Reading’s a funny old thing isn’t it? (She says, lighting a pipe and putting on slippers). You find your groove; you find the sagas or the mysteries or the girls who write stories sitting in the kitchen sink, and you find yourself in the finding of these spaces. It’s a sort of chicken and egg thing; a circular, self-reflexive process. You read yourself into spaces, spaces which don’t exist until you read yourself into them. Jo and her chopped hair. Daddy, my daddy. Bernhilda tipping the ink all over herself (this last one is a bit niche, but I’m aware there’s a substantial amount of you who will get this and I admire you all greatly for that). All of these moments exist in a sort of limbo until you read them and give life to them. And it’s through your reading that you find out who you are. You find the moments that matter to you and that make you who you are. And those moments start to cumulatively work inside of you; they swell and grow and help you to become the person that you always had the potential to be. It’s just that those books gave you a little bit of a shove in the right direction.
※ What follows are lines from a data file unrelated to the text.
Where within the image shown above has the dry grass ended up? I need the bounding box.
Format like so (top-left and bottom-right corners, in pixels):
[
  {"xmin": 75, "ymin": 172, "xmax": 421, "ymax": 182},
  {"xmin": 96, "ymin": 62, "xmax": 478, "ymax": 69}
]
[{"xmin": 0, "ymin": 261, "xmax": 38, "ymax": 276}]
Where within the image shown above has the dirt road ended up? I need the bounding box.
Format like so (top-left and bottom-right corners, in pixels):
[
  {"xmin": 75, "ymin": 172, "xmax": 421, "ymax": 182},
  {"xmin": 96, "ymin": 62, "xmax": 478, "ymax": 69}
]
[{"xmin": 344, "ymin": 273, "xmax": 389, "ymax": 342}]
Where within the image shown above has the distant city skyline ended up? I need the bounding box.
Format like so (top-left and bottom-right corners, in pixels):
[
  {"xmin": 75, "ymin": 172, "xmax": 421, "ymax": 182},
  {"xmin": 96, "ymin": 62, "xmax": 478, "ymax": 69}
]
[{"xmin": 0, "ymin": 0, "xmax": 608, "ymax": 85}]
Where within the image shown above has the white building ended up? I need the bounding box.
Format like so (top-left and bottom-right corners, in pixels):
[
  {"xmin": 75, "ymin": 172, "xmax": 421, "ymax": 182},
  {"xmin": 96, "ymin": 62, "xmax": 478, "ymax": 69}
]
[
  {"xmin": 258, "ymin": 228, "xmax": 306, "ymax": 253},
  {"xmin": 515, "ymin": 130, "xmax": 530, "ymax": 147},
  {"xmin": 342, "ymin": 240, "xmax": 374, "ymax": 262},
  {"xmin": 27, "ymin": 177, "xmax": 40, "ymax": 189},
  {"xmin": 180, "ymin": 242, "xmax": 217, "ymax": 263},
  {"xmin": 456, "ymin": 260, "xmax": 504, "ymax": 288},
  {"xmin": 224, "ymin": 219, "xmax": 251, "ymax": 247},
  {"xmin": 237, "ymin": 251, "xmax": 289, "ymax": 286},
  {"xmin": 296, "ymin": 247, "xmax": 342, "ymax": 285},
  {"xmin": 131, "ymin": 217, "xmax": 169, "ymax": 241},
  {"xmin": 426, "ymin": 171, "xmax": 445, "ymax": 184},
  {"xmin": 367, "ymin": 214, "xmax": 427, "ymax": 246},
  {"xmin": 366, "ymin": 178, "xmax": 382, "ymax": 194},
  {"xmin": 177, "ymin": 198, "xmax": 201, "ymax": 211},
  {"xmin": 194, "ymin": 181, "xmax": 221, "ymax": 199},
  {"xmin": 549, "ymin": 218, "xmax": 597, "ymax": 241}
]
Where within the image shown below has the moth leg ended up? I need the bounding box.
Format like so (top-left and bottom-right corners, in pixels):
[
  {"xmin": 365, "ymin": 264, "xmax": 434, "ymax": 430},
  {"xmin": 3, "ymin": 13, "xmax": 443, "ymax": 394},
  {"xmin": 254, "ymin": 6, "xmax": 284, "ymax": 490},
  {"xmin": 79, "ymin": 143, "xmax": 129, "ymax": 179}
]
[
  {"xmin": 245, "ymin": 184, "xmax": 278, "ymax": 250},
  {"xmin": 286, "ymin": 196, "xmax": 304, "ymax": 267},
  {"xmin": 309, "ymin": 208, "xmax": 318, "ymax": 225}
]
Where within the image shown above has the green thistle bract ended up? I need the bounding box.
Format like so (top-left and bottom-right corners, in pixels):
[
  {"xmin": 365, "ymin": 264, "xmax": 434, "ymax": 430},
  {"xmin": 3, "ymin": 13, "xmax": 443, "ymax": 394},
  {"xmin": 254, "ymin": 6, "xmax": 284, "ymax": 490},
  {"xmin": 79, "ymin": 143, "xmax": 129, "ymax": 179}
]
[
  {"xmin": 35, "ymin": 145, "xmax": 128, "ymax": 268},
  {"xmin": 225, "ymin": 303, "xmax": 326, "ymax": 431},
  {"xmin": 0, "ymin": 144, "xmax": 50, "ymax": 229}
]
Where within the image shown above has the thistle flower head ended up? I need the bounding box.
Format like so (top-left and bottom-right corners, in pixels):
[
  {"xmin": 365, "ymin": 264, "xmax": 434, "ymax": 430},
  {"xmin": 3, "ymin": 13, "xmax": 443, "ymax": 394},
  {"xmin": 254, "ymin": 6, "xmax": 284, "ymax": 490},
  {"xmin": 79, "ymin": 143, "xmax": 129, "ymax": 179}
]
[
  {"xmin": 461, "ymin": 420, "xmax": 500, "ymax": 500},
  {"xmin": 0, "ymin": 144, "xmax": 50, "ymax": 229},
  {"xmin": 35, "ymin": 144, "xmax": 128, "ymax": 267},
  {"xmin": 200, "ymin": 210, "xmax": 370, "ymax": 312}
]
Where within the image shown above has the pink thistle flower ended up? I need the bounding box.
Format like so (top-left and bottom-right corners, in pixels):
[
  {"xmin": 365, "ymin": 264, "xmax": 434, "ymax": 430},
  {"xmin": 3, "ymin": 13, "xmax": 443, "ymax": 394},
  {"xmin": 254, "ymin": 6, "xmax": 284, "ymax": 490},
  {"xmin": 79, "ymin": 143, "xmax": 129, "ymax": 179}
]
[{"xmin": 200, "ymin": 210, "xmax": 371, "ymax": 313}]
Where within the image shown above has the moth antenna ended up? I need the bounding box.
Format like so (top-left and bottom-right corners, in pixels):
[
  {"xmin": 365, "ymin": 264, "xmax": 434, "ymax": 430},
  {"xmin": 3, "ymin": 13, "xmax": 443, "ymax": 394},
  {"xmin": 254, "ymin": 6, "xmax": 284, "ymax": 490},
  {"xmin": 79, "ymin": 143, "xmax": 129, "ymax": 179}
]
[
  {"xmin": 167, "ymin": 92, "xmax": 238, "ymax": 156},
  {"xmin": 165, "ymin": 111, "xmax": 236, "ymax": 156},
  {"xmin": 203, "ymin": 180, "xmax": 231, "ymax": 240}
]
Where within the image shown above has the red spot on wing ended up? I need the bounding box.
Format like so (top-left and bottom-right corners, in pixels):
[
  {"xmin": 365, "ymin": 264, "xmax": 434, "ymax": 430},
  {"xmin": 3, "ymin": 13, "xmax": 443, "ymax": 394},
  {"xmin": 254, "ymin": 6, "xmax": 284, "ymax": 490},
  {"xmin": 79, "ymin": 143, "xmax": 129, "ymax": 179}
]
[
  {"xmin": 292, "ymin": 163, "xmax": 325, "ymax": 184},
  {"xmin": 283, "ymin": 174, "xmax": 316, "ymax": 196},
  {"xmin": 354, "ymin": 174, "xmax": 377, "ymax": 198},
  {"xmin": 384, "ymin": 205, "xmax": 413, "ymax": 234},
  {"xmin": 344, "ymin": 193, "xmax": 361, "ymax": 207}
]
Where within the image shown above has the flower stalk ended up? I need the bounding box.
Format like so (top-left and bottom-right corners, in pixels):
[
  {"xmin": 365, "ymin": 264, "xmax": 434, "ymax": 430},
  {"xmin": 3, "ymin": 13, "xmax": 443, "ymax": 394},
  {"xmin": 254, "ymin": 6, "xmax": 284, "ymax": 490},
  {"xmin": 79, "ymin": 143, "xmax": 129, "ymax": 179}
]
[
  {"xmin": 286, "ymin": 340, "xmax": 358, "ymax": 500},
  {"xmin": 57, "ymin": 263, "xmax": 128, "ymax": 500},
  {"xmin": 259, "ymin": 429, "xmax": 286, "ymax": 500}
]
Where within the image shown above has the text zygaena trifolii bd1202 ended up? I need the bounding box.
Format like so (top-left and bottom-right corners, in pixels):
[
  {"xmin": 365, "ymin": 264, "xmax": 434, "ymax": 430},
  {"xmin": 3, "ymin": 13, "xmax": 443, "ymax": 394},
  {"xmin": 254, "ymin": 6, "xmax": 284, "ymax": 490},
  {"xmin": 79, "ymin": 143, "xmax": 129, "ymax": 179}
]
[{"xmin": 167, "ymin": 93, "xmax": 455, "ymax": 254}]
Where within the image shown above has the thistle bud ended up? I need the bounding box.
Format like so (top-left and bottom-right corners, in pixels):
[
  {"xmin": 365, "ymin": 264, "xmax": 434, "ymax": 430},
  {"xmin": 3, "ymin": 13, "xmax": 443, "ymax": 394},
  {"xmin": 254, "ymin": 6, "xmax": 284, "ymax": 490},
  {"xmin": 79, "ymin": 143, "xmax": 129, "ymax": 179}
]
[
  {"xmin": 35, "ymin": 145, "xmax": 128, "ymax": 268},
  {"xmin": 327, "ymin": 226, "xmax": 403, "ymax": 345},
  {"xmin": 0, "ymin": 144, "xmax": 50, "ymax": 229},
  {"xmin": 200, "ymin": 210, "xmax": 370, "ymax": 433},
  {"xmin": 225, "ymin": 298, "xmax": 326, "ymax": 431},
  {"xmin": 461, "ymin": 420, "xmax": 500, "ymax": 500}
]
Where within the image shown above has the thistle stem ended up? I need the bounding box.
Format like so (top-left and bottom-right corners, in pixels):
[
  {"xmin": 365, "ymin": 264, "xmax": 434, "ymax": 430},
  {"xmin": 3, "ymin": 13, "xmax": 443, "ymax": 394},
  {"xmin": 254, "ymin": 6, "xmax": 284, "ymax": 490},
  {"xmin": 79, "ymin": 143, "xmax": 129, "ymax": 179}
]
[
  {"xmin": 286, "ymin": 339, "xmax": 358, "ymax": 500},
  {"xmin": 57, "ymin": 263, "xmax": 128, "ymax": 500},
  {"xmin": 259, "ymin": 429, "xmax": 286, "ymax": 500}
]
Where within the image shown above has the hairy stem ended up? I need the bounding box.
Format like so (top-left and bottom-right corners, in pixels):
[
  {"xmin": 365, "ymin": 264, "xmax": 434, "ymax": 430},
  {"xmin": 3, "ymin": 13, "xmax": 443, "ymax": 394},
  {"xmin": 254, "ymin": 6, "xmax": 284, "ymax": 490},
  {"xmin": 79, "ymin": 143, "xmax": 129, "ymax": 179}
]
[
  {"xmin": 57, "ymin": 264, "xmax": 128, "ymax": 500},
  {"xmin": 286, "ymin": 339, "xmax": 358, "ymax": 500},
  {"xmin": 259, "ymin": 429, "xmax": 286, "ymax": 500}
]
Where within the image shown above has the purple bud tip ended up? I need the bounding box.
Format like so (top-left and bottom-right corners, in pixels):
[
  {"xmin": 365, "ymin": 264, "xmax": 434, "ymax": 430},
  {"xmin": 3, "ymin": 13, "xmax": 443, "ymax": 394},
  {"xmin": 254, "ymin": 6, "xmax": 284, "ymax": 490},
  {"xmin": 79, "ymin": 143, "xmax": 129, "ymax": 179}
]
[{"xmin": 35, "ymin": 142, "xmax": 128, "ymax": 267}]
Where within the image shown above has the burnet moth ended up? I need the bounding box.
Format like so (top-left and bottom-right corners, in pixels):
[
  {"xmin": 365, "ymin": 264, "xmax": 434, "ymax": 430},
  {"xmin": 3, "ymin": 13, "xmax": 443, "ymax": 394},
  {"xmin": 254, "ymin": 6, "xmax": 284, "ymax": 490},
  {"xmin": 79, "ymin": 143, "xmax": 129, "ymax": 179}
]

So what happens to the books that you don’t read? What happens to the authors that you know of – Hardy, Beckett, Atwood – authors who hold a very specific cultural place in the world and figure in your world and yet – don’t. Goodnight Moon. Green Eggs and Ham. Anne of Green Gables. All books that I know and don’t know. And, in the case of Anne of Green Gables in particular, books that I’ve tried but just – haven’t – worked for me. Maybe I wasn’t in the right frame of mind for it but I couldn’t even get past the first chapters of Anne. And what does that mean? What does that do to me as a reader?
Until fifteen minutes ago, I’d never read a Jane Austen.
And yet I knew Jane Austen. I knew who she was. I had an idea of Jane Austen and it was an idea shaped by a guy coming out of a pond, a film with Anne Hathaway and the phrase “Reader, I married him” which is from Jane Eyre and nothing to do with Jane Austen in the slightest….
So. I read Northanger Abbey.
I did this for several reasons. Initially it was to read the unread portion of literature that my writing and research touches upon. I work in children’s literature (because it’s, you know, ace), but children’s literature exists in a very specific sort of space. It exists in an opposition to ‘adult literature’ (because if it didn’t, then it’d be, you know, just ‘literature’) and it exists in a space that shifts with the interaction of each and every reader. My concept of children’s literature is not yours. It can’t be. My childhood was not yours and so, you might not know of Misty of Chincoteague but for me it’s epochal. That’s both a blessing and a disguise. I’m conscious when I blog and write about children’s literature that I’m writing it through the filter of myself. I try not to; I force myself to be as holistic and inclusive as I can, but it’s there. It will always be there.
My Jane Austen experiment was to pull me out of the confines of my own established readership and to help me gain more of an idea of my own work in the area of distant reading. Perspective is a great thing. And sometimes you have to be a bit severe and force yourself to let it happen. Distant reading is an amazing process that I’m madly intrigued by but also one that feels very fixed within an academic environment. I wanted to test how it felt for me and my reading, academic or otherwise.
Northanger Abbey has taught me that I really don’t like dense text (I need space in a story, somehow, I need to breathe and find the room for me within it). It has taught me that, perhaps, Jane Austen and I still aren’t quite on the same page yet. It has taught me that I love a sentence with a full stop, and not one that goes on for three hundred pages before pausing.
It has taught me a little more about this author that I thought I knew and yet, quite clearly, didn’t.
And it’s this latter point that I find the most exciting. In blogging, writing and reading children’s literature, I get comfortable. It’s wrong but I do. I seek the books that make me happy, that I think will allow me to write about them, and I hunt for the books that need me to make them live. I am a selfish reader. I make no bones about that. I want to matter to a text. I want to give it life. I want my reading to lift the text of the page and pull it into a different space.
Sometimes, I think, if we read the same old for ever then we become comfortable. Relaxed. Lazy, maybe. We expect the twist of a sentence and the introduction of a secondary motif. We expect the resolution when we’re used to having it.
I don’t think I’m best friends with Jane Austen yet. I suspect that when it comes to literature we inhabit very different spaces. But what I do think is that reading her – in forcing myself to engage with an author who is so other to myself and my reading – I’ve been able to touch a space of literature that is not my own. I’m grateful to her for that. I’m grateful for the light this process shines back on my own reading. I’ve spoken before on this blog about the importance of understanding what and who you are as a reader. Challenges like this enable that understanding. Try it if you can. Walk to the other end of the library. Pick up a different magazine at the shop (I recommend Canal Boat Monthly even though I’m still not quite sure what a windlass is). Fall out of your groove, even if it’s just for a brief moment.
And then, when you’re done, fall back in.